Closed lsq357 closed 5 years ago
Not currently planned. I wish I had more time..
I will leave this open to track progress on it. Not currently planned, though.
Seems like there's a folk trying to support WORLD vocoder. https://github.com/geneing/deepvoice3_pytorch
@r9y9 Thanks for the heads up!
I'm actually really interested in how this turns out. As the WORLD vocoder is used in the "UTAU" music software. If one managed to make the network be able to train successfully with this then I think we might be able to get rid of the "sound compression" artifacts that is present in most of the current deepvoice/tacotron implementations...
And example of the sound quality possible with UTAU (and therefore WORLD): https://www.youtube.com/watch?v=Es_5kvVtiNA
@geneing would you mind keeping us updated with your progess? Even if the results are not good.
Replacing Griffin-Lim with World vocoder seems to be fairly straightforward. Full transform for 22KHz signal is length 1027 vs 80 for mel output. World vocoder includes an encoder for aperiodicity and spectrogram, which reduces output to length of 131.
In my view, using WORLD vocoder, the network only changes the output shape and adds multi-output, which WORLD vocoder need at least three parameters(f0, aperiodicity, spectrogram). Moreover, it can add WORLD parameters(f0, aperiodicity spectrogram) and mel-outputs to loss function which speed convergence.(the idea is my guess!)
BTW if anyone is interested in singing neural networks. Then I just found this: http://www.dtic.upf.edu/~mblaauw/NPSS/
The spanish output sounds really awesome I think. The english and japanese sounds a little bit too stilted. But I guess that depends on what kind of dataset and music you throw at it.
Edit: forgot to mention that it seems to use the WORLD vocoder
In the view of the Tacotron 2 paper, it appears that WaveNet may be a better choice. Looking into it.
It needs much more GPUs to train Wavenet for me(in Tacotron 2 use 32 GPUs ). And WORLD vocoder can use only in cpu.
Does anybody have experience working on WaveNet? Is it impossible to train WaveNet with only 1 GPU in practice?
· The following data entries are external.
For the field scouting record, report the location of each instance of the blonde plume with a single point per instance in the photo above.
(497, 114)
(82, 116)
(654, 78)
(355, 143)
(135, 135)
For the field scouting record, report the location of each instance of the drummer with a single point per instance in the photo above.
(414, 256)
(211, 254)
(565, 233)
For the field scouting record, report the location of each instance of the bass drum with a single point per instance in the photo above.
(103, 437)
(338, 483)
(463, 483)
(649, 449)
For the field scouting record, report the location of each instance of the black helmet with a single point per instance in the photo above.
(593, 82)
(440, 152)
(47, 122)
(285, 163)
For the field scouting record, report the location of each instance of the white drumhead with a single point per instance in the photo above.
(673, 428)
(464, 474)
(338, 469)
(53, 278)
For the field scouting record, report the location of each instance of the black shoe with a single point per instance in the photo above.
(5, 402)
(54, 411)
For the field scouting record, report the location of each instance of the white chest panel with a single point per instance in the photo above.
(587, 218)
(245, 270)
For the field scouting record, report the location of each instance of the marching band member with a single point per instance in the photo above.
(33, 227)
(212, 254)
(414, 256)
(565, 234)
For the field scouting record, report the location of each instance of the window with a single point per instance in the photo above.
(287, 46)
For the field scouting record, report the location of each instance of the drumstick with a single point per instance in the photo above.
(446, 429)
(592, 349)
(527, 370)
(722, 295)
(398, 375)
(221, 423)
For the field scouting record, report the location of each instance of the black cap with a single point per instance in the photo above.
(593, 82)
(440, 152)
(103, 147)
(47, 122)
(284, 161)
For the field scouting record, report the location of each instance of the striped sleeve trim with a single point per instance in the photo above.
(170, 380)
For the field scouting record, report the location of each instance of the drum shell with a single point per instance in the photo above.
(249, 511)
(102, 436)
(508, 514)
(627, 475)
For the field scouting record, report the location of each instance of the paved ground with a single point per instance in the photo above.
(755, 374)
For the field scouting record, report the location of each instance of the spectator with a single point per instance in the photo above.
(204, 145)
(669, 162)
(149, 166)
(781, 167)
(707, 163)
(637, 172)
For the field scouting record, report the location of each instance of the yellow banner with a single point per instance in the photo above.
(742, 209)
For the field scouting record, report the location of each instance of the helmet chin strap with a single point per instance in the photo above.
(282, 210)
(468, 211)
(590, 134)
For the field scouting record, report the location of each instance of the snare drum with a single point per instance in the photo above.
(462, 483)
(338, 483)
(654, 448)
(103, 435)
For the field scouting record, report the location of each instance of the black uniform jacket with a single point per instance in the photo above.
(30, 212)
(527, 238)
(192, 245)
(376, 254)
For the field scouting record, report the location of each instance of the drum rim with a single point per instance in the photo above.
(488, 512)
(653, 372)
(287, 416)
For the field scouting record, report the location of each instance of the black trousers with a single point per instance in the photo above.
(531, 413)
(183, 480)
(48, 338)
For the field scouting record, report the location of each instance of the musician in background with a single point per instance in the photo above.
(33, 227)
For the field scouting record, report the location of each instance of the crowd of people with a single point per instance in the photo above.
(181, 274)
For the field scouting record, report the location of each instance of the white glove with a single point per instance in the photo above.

I experience WaveNet on two 1080Ti GPUs, it only train 3k+ steps(asyn update) each day.,batch size =32.
I try QuasiRNN + WaveNet in DeepVoice2 or DeepVoice, but my tensorflow code of QuasiRNN not speed up! I only train a week, and not sucess.
I started to implement the WaveNet vocoder. Check out https://github.com/r9y9/wavenet_vocoder/issues/1#issuecomment-354586299 if you are interested.
@geneing Have you trained your model with "world"? Could you provide some audio samples?
This issue has been automatically marked as stale because it has not had recent activity. It will be closed if no further activity occurs. Thank you for your contributions.
I made one myself. https://github.com/hash2430/dv3_world Anyone who needs it are welcome to use. I will upload sample audios soon.
Any plan for WORLD vocoder for Multi-Speaker TTS